LHC Tunnel

LHC Tunnel

Saturday 19 July 2014

OpenStack plays Tetris : Stacking and Spreading a full private cloud

At CERN, we're running a large scale private cloud which is providing compute resources for physicists analysing the data from the Large Hadron Collider. With 100s of VMs created per day, the OpenStack scheduler has to perform a Tetris like job to assign the different flavors of VMs falling to the specific hypervisors.

As we increase the number of VMs that we're running on the CERN cloud, we see the impact of a number of configuration choices made early on in the cloud deployment. One key choice is how to schedule VMs across a pool of hypervisors.

We provide our users with a mixture of flavors for their VMs (for details, see http://openstack-in-production.blogspot.fr/2013/08/flavors-english-perspective.html).

During the past year in production, we have seen a steady growth in the number of instances to nearly 7,000.


At the same time, we're seeing an increasing elastic load as the user community explores potential ways of using clouds for physics.



Given that CERN has a fixed resource pool and the budget available is defined and fixed, the underlying capacity is not elastic and we are now starting to encounter scenarios where the private cloud can become full. Users see this as errors when they request VMs that no free hypervisor could be located.

This situation occurs more frequently for the large VMs. Physics programs can make use of multiple cores to process physics events in parallel and our batch system (which runs on VMs) benefits from a smaller number of hosts. This accounts for a significant number of large core VMs.


The problem occurs as the cloud approaches being full. Using the default OpenStack configuration (known as 'spread'), VMs are evenly distributed across the hypervisors. If the cloud is running at low utilisation, this is an attractive configuration as CPU and I/O load are also spread and little hardware is left idle.

However, as the utilisation of the cloud increases, the resources free on each hypervisor are reduced evenly. To take a simple case, a cloud with two compute nodes of 24 cores handling a variety of flavors. If there are requests for two 1-core VMs followed by one 24 core flavor, the alternative approaches can be simulated.

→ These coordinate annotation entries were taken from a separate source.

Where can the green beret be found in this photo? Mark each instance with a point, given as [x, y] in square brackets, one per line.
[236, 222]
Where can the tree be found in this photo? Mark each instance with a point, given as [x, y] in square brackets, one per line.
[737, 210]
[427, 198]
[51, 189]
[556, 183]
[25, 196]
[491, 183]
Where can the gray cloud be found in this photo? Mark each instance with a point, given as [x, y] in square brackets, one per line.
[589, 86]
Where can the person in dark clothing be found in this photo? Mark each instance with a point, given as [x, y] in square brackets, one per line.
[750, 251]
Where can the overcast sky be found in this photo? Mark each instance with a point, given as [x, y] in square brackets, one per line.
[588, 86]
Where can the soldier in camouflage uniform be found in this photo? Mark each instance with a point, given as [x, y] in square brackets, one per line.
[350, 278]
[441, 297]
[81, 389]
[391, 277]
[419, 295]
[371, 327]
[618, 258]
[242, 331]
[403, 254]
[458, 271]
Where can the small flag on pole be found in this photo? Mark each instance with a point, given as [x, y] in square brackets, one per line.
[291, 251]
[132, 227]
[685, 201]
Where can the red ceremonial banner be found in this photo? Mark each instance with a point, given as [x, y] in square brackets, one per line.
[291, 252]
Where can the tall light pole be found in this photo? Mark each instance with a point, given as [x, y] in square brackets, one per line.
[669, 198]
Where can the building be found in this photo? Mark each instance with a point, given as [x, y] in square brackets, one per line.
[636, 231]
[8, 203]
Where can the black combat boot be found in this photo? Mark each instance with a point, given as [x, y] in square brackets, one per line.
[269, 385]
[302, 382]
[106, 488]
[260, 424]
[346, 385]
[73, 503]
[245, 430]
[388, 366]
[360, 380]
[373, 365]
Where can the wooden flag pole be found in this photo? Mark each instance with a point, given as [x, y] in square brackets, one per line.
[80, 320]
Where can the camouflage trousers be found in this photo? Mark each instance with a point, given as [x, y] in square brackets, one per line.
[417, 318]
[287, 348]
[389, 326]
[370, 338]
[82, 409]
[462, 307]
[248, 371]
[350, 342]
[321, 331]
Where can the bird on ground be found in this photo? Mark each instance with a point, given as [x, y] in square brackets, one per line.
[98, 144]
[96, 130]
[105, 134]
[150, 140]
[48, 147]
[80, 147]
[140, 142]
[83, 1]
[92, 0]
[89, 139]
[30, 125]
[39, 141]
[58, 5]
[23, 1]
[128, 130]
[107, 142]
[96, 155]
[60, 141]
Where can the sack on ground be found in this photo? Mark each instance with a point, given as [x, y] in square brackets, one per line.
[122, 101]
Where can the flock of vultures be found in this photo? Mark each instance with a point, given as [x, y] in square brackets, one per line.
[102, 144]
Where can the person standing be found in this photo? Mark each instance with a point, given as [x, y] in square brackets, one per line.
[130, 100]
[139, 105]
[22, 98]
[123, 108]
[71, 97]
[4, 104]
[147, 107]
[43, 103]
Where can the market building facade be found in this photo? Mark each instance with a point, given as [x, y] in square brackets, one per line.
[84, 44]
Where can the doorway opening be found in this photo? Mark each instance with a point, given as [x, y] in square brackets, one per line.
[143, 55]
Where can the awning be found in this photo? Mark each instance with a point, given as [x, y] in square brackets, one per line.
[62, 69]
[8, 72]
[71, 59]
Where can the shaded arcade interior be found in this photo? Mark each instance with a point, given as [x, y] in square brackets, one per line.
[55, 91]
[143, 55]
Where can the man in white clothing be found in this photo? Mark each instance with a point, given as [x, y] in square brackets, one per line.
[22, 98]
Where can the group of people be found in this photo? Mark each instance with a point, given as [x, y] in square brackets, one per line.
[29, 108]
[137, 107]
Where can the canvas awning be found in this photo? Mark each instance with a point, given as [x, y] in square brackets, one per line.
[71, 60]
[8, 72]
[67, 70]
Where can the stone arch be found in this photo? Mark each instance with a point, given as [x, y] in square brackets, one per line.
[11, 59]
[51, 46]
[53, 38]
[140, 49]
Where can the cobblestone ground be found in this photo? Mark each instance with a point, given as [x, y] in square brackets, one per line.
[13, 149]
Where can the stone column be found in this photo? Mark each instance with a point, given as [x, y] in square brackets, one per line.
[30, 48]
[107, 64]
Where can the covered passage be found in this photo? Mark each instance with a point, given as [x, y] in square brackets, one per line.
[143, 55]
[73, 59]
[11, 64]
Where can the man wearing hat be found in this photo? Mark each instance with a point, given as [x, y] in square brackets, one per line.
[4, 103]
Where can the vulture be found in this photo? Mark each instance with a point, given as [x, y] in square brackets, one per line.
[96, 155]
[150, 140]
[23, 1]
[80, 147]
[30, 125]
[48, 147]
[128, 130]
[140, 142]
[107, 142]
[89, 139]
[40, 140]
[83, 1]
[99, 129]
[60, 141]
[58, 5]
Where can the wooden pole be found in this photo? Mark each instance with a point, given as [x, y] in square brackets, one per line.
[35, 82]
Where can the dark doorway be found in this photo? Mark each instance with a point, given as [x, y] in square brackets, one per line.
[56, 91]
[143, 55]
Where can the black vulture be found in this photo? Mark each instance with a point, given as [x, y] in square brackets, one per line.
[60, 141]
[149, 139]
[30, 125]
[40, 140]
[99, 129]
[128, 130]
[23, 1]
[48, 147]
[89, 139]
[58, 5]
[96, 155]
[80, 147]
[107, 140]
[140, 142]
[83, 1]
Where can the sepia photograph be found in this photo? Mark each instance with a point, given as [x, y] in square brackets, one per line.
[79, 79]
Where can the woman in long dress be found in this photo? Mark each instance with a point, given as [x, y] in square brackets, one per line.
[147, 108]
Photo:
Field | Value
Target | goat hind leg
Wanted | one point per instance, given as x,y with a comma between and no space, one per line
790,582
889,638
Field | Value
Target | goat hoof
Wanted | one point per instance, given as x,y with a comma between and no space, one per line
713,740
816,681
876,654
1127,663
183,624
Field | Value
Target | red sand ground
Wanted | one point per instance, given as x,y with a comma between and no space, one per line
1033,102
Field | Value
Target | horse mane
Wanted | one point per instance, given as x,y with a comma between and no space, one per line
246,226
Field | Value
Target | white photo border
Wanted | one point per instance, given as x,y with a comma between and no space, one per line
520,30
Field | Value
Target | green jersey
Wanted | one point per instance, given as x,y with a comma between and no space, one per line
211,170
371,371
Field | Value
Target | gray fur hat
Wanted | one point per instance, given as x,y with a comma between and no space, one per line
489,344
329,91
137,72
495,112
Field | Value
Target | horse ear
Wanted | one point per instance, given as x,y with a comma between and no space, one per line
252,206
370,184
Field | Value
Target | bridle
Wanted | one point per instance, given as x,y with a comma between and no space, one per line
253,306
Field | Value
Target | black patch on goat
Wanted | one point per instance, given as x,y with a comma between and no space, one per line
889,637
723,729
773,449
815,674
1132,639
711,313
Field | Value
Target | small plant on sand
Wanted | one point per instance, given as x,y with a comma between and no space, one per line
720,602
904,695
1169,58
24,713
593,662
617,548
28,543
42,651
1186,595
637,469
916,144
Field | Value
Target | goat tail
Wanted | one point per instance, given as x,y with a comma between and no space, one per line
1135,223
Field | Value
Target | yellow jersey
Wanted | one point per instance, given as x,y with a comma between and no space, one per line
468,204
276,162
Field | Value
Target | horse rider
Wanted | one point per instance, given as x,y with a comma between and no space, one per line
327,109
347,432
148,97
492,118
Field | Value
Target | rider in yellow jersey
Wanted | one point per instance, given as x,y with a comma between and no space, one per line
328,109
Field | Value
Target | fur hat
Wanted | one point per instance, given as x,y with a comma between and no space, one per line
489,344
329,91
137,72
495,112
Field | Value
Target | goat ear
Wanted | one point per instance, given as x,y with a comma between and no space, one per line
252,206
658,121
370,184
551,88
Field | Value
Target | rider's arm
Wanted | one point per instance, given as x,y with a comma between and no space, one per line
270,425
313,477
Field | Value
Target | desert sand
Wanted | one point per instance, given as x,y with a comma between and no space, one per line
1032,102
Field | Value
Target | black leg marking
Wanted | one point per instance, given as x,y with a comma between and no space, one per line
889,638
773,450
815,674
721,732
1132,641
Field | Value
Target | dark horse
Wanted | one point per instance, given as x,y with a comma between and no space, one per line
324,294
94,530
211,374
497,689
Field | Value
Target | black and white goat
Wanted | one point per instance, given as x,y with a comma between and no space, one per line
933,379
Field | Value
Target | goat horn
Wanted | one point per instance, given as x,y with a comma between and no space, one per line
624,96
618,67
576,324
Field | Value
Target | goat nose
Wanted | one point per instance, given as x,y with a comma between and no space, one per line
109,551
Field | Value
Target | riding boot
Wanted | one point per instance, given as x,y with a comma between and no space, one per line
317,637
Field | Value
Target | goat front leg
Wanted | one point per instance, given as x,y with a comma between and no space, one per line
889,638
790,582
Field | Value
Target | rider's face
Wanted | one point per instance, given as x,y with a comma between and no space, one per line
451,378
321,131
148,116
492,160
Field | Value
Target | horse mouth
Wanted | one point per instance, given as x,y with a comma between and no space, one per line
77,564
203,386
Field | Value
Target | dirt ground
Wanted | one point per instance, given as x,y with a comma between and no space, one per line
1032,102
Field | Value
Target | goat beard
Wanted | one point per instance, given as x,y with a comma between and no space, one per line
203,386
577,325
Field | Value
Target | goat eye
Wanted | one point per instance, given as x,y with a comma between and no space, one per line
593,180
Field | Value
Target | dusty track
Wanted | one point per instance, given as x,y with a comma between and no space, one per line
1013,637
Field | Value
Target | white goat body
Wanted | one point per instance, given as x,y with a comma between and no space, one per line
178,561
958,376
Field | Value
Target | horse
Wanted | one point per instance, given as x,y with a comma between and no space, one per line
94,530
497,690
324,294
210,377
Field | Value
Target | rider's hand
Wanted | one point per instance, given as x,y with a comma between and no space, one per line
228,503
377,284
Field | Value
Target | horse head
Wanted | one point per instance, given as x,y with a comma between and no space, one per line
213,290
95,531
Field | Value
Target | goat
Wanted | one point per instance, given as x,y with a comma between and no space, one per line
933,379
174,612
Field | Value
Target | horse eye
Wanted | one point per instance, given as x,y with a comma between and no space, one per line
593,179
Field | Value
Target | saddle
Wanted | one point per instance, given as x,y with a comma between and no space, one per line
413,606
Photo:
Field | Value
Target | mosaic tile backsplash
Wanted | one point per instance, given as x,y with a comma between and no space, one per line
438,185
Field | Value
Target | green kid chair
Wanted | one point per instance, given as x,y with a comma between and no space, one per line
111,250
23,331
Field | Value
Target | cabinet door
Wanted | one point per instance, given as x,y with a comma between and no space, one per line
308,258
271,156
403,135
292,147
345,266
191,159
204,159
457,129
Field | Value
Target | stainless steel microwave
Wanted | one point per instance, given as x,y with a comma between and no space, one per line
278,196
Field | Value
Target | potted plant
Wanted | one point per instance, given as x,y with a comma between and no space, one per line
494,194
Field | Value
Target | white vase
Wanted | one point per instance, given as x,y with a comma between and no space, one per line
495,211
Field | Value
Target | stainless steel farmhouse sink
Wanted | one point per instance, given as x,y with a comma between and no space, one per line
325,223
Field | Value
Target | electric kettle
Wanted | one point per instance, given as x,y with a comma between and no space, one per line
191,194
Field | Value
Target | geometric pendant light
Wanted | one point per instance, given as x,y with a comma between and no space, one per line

In a spread configuration,
  • The first VM request lands on hypervisor A leaving A with 23 cores available and B with 24 cores
  • The second VM request arrives and following the policy to spread the usage, this is scheduled to hypervisor B, leaving A and B with 23 cores available.
  • The request for one 24 core flavor arrives and no hypervisor can satisfy it despite there being 46 cores available and only 4% of the cloud used.
In the stacked configuration,

  • The first VM request lands on hypervisor A leaving A with 23 cores available and B with 24 cores
  • The second VM request arrives and following the policy to stack the usage, this is scheduled to hypervisor A, leaving A with 22 cores and B with 24 cores available.
  • The request for one 24 core flavor arrives and is satisfied by B
A stacked configuration is configured using the RAM weight being negative (i.e. prefer machines with less RAM). This has the effect to pack the VMs. This is done through a nova.conf setting as follows

ram_weight_multiplier=-1.0


When a cloud is initially being set up, the question of maximum packing does not often come up in the early days. However, once the cloud has workload running under spread, it can be disruptive to move to stacked since the existing VMs will not be moved to match the new policy.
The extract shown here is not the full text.